Kepemimpinan kepala sekolah sangat erat kaitannya dengan kemampuan mengajar guru  dan motivasi belajar siswa bahkan sangat berkaitan dengan mutu lulusan. Dapat dikatakan bahwa kualitas mutu lulusan suatu sekolah sangat dipengaruhi oleh kualitas manajemen pengelolaan sekolah.  “Kepala sekolah bertanggungjawab atas penyelengaraan kegiatan pendidikan, administrasi sekolah, pembinaan tenaga kependidikan lainnya, dan pendayagunaan serta pemeliharaan sarana dan prasarana” Mulyasa (2009:25). Mengingat sedemikian kompleksnya tuntutan tugas kepala sekolah, menghendaki adanya dukungan dari guru dalam rangka mewujudkan visi dan misi yang telah ditentukan oleh sekolah, untuk itu diperlukan kepemimpinan transformasional kepala sekolah, hal ini sejalan dengan pendapat Danim dan Suparno (2009:51) menyatakan “Kepemimpinan transformasional diyakini akan mampu menjawab restrukturisasi sekolah secara kekinian”.
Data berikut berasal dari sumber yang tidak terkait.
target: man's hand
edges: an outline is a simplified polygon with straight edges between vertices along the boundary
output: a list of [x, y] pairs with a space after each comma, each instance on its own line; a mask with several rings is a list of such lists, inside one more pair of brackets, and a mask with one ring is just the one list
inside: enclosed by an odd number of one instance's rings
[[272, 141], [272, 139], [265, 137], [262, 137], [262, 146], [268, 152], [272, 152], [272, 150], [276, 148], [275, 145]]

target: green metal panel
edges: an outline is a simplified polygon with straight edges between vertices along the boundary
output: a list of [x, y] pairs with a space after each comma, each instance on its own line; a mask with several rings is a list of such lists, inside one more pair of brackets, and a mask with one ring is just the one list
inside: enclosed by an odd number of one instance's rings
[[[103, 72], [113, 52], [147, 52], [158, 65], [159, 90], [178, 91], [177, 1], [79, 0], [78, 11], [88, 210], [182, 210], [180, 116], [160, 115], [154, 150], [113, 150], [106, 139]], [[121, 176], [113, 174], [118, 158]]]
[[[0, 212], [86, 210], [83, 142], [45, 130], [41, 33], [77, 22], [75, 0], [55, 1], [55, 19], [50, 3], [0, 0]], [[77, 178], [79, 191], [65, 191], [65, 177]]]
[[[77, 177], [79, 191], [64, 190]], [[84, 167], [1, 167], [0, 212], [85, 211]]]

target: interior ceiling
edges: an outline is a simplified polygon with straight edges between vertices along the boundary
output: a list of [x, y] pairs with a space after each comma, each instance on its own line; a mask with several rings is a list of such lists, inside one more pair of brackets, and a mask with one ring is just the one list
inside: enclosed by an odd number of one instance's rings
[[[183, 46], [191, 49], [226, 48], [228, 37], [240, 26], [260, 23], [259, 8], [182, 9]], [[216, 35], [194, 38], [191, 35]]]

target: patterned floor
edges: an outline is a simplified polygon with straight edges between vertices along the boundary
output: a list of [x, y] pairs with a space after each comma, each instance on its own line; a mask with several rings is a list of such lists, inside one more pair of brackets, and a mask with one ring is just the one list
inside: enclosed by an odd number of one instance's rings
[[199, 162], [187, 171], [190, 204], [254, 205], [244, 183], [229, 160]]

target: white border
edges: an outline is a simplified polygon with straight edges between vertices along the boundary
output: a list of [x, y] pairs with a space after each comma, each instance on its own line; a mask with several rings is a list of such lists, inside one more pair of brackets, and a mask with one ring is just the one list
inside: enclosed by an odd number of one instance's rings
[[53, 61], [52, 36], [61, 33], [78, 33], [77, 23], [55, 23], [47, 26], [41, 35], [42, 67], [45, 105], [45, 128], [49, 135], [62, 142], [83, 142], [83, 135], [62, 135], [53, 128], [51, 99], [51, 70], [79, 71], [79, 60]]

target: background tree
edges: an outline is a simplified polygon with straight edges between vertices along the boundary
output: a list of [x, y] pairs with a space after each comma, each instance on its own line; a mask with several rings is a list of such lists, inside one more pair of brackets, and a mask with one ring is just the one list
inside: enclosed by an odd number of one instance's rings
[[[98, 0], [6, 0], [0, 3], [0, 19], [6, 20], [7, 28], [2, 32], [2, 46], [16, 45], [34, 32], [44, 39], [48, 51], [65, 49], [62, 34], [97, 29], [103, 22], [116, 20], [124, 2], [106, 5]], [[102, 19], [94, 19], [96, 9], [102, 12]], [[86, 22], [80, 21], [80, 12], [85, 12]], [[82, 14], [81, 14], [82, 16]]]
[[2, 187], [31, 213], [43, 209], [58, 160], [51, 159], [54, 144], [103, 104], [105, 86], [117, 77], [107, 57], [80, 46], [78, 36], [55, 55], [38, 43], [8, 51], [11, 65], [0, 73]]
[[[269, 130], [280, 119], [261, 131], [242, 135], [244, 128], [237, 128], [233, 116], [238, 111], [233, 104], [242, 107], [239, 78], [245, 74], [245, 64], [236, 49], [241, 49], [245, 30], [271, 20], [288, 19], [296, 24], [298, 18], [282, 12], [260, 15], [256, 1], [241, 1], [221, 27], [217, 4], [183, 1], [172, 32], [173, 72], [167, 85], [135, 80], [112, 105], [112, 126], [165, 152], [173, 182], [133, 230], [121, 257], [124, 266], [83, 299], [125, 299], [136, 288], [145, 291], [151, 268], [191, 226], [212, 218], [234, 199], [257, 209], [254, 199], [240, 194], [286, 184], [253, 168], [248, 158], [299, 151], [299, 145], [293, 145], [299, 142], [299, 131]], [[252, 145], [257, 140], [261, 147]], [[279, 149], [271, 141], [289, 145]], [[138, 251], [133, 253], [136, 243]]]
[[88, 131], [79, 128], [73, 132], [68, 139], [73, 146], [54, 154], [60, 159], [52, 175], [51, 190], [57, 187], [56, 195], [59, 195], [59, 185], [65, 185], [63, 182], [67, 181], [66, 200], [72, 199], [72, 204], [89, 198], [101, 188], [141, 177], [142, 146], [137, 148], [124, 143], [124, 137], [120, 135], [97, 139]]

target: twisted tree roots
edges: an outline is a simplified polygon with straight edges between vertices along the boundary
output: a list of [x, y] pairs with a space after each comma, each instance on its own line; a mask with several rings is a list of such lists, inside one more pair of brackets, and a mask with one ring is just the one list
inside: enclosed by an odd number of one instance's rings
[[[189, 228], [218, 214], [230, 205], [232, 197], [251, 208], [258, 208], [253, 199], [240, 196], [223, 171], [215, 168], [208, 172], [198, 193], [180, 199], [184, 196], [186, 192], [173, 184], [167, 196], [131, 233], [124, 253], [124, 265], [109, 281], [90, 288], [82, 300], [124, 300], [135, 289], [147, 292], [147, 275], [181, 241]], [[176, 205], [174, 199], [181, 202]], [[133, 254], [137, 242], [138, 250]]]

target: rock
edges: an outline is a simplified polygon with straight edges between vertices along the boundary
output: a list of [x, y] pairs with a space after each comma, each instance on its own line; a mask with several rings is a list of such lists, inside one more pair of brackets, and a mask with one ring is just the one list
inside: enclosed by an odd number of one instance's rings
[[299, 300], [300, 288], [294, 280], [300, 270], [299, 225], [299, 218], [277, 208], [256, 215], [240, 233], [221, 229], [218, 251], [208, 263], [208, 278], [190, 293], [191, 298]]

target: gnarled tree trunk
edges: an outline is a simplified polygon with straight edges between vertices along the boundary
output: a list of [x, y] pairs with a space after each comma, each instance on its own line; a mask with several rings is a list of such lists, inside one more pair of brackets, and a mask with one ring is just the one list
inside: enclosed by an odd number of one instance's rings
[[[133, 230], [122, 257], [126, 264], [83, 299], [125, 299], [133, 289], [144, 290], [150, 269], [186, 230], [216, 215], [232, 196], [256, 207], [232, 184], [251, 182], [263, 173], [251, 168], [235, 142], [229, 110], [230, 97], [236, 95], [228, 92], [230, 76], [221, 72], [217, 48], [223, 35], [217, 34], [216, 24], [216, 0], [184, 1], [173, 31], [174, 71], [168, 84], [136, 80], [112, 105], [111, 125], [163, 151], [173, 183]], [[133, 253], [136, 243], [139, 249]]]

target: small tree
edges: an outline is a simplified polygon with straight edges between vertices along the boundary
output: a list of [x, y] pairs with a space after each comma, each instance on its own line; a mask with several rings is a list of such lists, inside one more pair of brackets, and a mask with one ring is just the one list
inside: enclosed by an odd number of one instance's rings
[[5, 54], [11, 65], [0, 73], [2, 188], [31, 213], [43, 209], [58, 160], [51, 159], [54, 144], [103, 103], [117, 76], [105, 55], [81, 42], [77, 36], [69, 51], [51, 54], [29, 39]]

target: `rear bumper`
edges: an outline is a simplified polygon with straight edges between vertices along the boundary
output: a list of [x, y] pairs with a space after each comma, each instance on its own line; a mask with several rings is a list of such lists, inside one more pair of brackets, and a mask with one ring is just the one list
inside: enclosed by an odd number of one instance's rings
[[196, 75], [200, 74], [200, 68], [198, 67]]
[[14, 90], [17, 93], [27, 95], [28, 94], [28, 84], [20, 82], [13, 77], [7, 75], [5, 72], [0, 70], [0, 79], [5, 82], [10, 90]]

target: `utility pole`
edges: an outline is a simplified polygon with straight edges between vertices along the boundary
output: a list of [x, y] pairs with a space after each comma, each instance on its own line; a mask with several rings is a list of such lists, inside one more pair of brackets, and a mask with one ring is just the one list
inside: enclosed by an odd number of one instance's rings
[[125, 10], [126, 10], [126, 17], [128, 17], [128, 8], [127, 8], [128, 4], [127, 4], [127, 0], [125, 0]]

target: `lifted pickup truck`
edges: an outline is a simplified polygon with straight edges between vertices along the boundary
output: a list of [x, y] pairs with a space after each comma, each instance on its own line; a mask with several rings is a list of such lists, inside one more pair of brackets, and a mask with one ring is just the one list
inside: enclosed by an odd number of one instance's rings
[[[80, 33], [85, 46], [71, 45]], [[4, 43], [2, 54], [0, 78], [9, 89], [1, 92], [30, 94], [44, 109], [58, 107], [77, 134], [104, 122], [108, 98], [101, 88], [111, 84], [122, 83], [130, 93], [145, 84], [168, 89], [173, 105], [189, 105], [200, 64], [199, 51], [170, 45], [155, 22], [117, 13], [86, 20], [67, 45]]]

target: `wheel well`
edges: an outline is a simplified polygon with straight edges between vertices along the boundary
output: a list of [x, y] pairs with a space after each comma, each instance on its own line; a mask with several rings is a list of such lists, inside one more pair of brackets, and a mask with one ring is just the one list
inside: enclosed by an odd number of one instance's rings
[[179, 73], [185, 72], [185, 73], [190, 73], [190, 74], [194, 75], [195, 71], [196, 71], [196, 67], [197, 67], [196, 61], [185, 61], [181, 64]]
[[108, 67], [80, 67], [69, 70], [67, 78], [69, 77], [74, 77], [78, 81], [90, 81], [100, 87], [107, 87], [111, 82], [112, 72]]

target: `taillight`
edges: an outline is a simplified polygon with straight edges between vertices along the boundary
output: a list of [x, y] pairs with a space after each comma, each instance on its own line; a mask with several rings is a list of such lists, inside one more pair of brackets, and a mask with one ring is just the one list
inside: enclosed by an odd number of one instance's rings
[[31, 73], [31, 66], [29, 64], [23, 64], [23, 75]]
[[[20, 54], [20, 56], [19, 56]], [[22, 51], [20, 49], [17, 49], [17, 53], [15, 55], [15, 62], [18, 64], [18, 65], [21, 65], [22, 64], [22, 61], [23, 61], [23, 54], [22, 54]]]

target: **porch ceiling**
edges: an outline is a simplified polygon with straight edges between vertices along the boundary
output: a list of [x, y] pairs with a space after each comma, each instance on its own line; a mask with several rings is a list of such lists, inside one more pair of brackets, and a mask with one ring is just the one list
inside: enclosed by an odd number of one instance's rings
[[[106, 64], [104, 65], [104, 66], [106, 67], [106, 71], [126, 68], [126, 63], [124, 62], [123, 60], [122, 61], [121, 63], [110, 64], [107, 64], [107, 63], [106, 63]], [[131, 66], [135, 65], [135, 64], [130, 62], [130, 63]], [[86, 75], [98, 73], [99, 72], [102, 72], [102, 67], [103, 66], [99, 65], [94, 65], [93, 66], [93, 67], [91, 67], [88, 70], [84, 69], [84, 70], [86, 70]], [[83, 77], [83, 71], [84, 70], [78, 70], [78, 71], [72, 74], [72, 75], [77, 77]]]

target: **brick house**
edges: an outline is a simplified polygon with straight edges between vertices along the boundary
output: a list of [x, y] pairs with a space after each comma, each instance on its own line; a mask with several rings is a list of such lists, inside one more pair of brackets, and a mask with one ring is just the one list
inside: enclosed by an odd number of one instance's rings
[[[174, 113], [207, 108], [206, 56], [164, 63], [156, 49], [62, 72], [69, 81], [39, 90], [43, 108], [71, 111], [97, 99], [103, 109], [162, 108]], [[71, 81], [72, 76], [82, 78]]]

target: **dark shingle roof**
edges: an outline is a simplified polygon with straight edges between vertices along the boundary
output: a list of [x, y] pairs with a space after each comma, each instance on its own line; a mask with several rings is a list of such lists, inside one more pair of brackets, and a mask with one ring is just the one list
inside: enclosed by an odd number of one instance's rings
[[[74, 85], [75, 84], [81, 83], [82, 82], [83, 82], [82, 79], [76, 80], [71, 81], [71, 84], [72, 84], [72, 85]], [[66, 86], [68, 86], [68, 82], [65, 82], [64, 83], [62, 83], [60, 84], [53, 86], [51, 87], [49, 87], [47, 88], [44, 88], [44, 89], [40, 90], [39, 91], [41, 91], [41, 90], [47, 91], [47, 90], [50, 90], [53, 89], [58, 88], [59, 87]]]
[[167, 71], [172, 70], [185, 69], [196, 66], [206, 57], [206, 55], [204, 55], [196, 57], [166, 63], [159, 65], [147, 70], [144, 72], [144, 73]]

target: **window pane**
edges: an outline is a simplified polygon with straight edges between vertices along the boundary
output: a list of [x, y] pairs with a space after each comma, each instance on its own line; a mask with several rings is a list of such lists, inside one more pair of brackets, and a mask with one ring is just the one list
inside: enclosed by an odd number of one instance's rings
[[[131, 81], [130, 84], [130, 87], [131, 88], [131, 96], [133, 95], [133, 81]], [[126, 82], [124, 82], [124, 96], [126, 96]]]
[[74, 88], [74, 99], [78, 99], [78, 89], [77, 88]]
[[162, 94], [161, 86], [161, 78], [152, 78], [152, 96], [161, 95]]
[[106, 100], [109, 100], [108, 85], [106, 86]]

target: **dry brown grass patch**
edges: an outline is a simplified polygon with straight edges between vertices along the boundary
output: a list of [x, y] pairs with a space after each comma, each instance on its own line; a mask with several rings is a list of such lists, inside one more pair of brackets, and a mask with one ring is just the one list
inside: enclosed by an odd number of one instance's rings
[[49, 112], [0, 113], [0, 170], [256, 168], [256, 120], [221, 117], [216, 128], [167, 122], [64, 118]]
Kepala sekolah disibukkan dengan pekerjaan rutin yang bersifat administratif, pertemuan-pertemuan dan kegiatan-kegiatan lain yang bersifat non-akademis sehingga bidang akademisnya kurang mendapat perhatian.  Setiap guru pada prinsipnya memiliki potensi yang cukup tinggi untuk berkreasi meningkatkan kemampuan mengajarnya. Namun potensi itu tidak selalu berkembang secara wajar disebabkan adanya pengaruh dari berbagai faktor baik yang muncul dalam pribadi guru itu sendiri (intern) maupun faktor dari luar (ekstern) seperti supervisi akademik dan kepemimpinan transformasional sebagai mana diuraikan di atas. Tidak dapat dipungkiri bahwa kondisi di lapangan mencerminkan keadaan guru yang tidak sesuai dengan harapan.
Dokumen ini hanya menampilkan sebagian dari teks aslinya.